I put on my parka and cap. “Leaving us so soon?” said Beth Selbiades, the Doctor’s stunning wife. What a full-blown, fine-haired animal you are, I wanted to say, but one does not speak churlishly to the high priest’s wife.
“Got to get home,” I finally mumbled.
I went out into a whirlwind of snowflakes. A warm, southerly blizzard had moved in, blanketing our town with heavy wet snow, pretty to remember from the safety of July, but a misery to stroll through. I was dressed for it, except for my shoes, which were loafers.

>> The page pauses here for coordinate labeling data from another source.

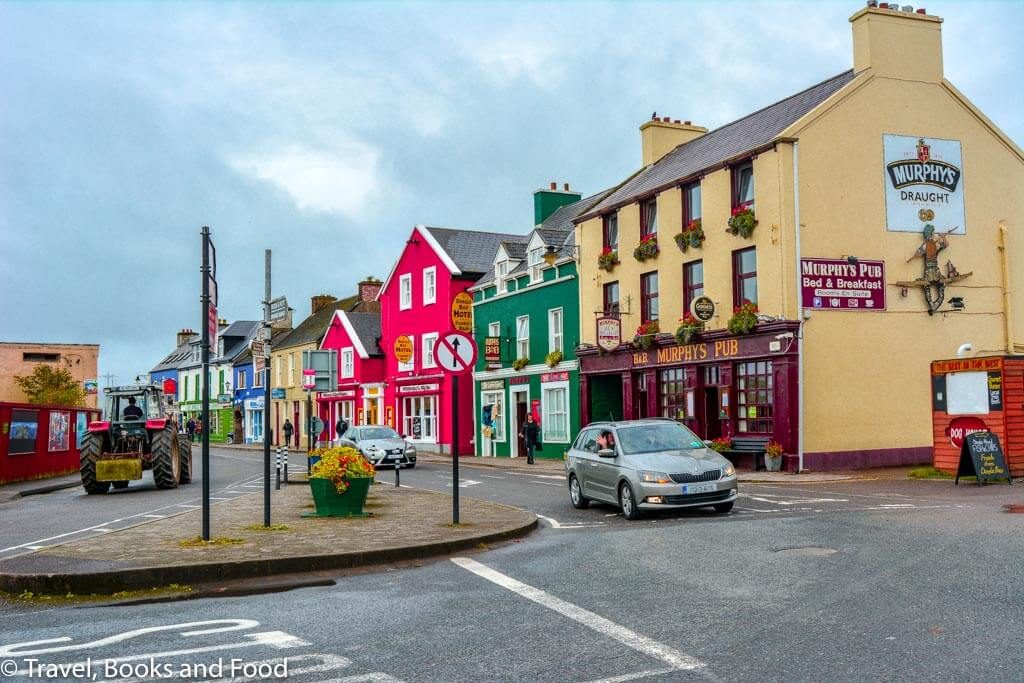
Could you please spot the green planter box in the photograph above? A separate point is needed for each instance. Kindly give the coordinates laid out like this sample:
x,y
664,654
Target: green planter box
x,y
332,504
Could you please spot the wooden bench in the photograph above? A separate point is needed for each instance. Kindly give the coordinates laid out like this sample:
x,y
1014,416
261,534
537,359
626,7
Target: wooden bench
x,y
748,446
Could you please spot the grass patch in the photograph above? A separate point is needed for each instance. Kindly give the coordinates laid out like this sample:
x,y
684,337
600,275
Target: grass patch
x,y
198,542
930,472
28,597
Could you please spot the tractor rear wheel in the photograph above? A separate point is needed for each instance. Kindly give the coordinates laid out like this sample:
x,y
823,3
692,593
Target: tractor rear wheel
x,y
185,447
166,458
92,446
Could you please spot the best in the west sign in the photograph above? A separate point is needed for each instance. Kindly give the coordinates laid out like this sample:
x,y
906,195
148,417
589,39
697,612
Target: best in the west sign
x,y
841,285
924,184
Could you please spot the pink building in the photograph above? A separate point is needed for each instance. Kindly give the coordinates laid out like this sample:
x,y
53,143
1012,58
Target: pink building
x,y
359,395
416,300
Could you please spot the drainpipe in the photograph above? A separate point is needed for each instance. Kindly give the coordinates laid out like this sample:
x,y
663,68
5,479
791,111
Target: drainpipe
x,y
800,310
1007,309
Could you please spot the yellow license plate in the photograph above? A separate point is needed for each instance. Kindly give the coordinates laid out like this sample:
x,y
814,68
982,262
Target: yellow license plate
x,y
119,470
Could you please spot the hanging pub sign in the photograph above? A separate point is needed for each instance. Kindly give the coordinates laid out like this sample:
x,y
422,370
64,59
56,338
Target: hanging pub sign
x,y
609,333
702,308
924,184
981,456
840,285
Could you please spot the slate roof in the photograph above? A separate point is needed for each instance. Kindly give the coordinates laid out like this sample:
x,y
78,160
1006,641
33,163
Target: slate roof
x,y
472,251
368,329
718,146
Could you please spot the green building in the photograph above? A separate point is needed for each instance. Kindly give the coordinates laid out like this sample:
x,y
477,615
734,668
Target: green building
x,y
526,325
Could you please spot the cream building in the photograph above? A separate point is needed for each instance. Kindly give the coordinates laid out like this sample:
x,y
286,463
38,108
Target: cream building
x,y
844,179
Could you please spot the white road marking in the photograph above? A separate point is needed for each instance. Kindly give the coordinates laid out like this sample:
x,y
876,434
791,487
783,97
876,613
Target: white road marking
x,y
648,646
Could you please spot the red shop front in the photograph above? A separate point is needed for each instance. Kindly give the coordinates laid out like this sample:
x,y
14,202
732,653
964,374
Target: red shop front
x,y
723,385
40,441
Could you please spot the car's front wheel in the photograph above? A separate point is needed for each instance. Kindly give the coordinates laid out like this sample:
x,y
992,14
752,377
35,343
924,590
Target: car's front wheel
x,y
576,494
628,502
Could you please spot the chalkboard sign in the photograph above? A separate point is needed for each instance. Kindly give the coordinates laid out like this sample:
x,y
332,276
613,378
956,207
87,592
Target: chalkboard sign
x,y
981,456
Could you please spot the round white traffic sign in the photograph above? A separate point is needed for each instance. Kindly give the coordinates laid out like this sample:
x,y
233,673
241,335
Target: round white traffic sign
x,y
456,352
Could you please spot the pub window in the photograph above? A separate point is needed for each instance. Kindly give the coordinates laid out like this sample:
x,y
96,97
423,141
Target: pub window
x,y
648,297
611,298
744,276
648,217
691,203
754,397
609,228
742,185
692,283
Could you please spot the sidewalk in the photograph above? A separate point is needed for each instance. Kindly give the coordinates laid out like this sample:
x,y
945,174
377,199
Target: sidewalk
x,y
407,523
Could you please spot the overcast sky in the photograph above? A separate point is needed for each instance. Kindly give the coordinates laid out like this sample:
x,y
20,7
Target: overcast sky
x,y
325,131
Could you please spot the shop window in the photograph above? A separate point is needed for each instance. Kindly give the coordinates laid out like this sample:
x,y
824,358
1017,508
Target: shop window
x,y
609,229
742,185
754,397
674,399
744,276
611,299
555,335
692,283
406,292
648,297
648,217
420,418
555,422
691,203
495,401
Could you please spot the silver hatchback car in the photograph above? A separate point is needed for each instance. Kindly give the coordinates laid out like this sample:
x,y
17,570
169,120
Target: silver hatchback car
x,y
652,464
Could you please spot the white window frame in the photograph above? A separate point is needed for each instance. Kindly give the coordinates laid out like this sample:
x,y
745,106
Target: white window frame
x,y
547,414
429,285
411,366
406,292
556,341
347,363
521,341
429,344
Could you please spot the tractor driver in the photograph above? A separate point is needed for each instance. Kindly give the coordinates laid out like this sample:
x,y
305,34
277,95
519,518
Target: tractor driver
x,y
133,412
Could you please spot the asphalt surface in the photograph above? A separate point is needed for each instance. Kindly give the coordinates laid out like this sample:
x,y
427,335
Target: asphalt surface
x,y
70,514
841,581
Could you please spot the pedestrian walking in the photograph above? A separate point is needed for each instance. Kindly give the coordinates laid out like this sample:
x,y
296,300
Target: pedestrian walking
x,y
530,435
288,429
340,429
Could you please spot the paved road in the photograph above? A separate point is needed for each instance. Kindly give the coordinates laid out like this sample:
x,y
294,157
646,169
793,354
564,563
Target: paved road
x,y
801,583
69,514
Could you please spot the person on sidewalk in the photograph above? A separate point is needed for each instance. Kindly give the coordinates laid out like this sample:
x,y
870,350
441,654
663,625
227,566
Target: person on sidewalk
x,y
288,429
530,435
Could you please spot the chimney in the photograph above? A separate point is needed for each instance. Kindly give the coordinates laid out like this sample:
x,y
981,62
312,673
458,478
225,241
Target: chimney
x,y
317,302
546,202
659,136
897,44
369,289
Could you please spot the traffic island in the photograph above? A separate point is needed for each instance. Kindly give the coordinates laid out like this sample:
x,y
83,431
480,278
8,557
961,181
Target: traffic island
x,y
406,523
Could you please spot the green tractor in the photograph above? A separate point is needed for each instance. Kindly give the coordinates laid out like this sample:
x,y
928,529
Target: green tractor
x,y
136,433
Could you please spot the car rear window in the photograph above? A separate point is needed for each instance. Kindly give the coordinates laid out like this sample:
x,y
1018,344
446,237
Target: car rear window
x,y
656,437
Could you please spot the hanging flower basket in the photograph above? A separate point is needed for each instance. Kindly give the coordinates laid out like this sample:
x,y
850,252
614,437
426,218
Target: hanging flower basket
x,y
646,335
647,248
608,259
692,236
743,319
742,222
688,330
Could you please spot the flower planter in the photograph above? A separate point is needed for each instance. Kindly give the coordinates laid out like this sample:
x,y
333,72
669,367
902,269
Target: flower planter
x,y
330,503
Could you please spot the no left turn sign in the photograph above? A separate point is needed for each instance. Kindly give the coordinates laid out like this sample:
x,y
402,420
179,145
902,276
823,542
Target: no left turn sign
x,y
456,352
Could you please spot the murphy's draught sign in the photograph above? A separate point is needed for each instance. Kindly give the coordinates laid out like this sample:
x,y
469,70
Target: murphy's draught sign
x,y
924,184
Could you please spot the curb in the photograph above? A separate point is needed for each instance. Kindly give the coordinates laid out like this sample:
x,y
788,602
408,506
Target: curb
x,y
144,578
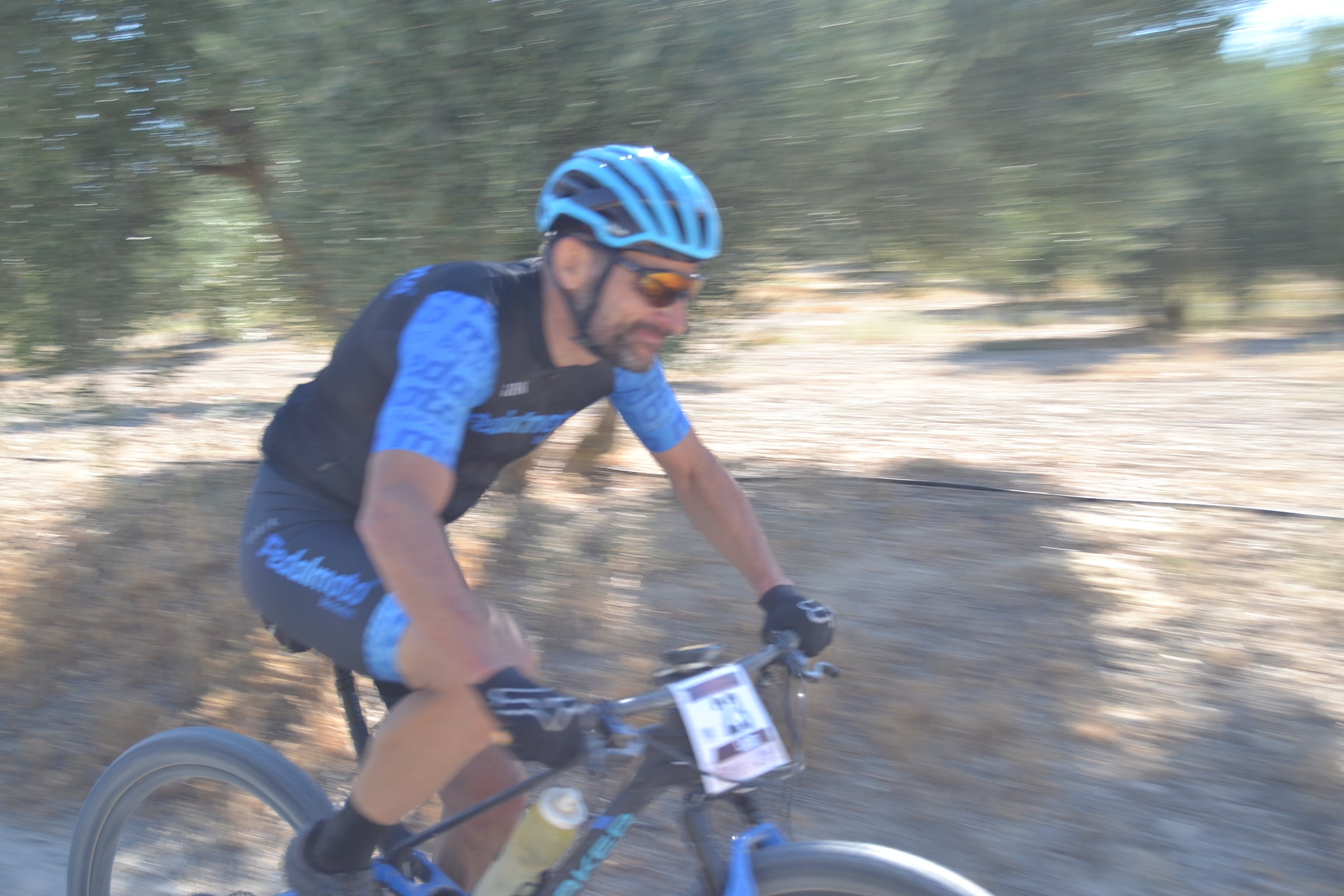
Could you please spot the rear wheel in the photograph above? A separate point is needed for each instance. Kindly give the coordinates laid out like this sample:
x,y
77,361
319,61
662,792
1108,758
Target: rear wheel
x,y
834,868
233,781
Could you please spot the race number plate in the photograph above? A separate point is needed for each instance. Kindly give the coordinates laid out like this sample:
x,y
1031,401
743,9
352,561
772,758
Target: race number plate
x,y
730,730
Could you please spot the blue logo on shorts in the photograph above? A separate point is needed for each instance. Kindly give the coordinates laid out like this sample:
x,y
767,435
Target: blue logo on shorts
x,y
342,594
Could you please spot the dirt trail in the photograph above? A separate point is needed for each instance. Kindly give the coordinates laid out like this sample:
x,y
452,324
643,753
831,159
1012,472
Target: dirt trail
x,y
1105,700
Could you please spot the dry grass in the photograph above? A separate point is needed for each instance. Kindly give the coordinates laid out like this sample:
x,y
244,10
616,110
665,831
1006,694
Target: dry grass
x,y
1046,696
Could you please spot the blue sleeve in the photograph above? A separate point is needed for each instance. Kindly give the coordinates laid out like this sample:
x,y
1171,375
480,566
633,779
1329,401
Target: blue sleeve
x,y
649,407
447,363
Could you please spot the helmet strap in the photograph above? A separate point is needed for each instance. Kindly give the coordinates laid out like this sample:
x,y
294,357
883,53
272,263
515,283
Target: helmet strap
x,y
582,317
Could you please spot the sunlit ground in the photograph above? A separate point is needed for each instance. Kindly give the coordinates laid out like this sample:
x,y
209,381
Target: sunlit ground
x,y
1049,696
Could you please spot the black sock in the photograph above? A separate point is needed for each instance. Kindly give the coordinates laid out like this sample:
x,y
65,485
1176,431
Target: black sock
x,y
344,841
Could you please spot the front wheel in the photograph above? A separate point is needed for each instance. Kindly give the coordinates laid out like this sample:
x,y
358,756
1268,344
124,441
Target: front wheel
x,y
249,770
835,868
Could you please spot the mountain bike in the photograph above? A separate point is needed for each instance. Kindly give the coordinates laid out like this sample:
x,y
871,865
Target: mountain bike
x,y
714,741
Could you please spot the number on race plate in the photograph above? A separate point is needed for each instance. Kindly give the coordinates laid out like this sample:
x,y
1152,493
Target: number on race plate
x,y
732,733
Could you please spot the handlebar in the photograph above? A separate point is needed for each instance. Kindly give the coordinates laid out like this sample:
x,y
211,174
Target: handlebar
x,y
784,644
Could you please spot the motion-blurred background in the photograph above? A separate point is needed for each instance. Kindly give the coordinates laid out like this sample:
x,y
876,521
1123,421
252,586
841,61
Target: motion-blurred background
x,y
1081,247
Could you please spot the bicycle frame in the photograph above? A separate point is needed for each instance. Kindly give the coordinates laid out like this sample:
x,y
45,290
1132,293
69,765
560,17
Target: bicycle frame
x,y
659,770
656,773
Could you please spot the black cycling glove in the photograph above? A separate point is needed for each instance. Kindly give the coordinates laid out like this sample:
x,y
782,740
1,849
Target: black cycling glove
x,y
543,722
786,610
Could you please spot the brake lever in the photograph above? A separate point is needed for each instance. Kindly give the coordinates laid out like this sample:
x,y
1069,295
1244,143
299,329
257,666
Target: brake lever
x,y
797,664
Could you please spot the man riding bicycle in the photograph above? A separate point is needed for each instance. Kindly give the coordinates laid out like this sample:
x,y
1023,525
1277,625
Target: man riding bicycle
x,y
445,378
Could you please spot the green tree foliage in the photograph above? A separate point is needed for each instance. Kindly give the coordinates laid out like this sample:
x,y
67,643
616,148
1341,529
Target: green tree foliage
x,y
241,159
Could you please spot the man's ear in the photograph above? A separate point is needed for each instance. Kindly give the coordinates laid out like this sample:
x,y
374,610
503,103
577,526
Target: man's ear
x,y
572,262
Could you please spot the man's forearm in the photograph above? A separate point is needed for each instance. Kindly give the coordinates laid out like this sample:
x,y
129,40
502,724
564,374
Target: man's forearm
x,y
719,509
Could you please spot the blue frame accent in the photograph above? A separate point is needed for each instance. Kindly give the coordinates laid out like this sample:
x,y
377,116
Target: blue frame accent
x,y
741,876
402,886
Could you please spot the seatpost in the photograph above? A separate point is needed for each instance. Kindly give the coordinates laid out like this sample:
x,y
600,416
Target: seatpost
x,y
354,712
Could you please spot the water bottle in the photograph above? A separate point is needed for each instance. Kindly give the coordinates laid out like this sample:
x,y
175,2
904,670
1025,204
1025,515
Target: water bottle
x,y
542,836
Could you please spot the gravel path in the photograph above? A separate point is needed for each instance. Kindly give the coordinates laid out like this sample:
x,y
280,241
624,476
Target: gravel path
x,y
1105,700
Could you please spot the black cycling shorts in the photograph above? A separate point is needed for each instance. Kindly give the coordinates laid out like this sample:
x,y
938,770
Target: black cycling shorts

I had walked out of my own New Year’s party. Raquel had kissed Sloan Capoletti, our milkman, hours before midnight. I took umbrage. Having been out of work for some time, I was oversensitive to the carefree revels of the employed. Sloan had been giving us free cottage cheese (unsalable cheese that had survived its expiration date) because he felt sorry for our economic plight. Or so I thought. Then, as I watched the prolonged, open-mouth kiss, I understood that his dated cheese was meant to woo. After the hot kiss under the parasitic tree-killer, mistletoe, they went into the kitchen, where Sloan showed Raquel how to brew saloop, a hot drink made of sassafras, sugar, and milk. A blood purifier, Sloan said. I was suspicious. Why did Raquel keep sassafras in her spice and herb cupboard? To please the milkman? Excellent for the bowels, Sloan said. Why did the milkman want the bowels of my wife to be excellent? The party became a forest of symbols, all of them unfriendly to me, even dangerous—pagan symbols, witch symbols: mistletoe, sassafras, and scented candles, the over-decorated Christmas tree fat and gaudy as an old whore leaning drunkenly in the comer. And then, as if I’d been the victim of an openly wicked practical joke, I began to receive heartening winks from total strangers. I needed to walk.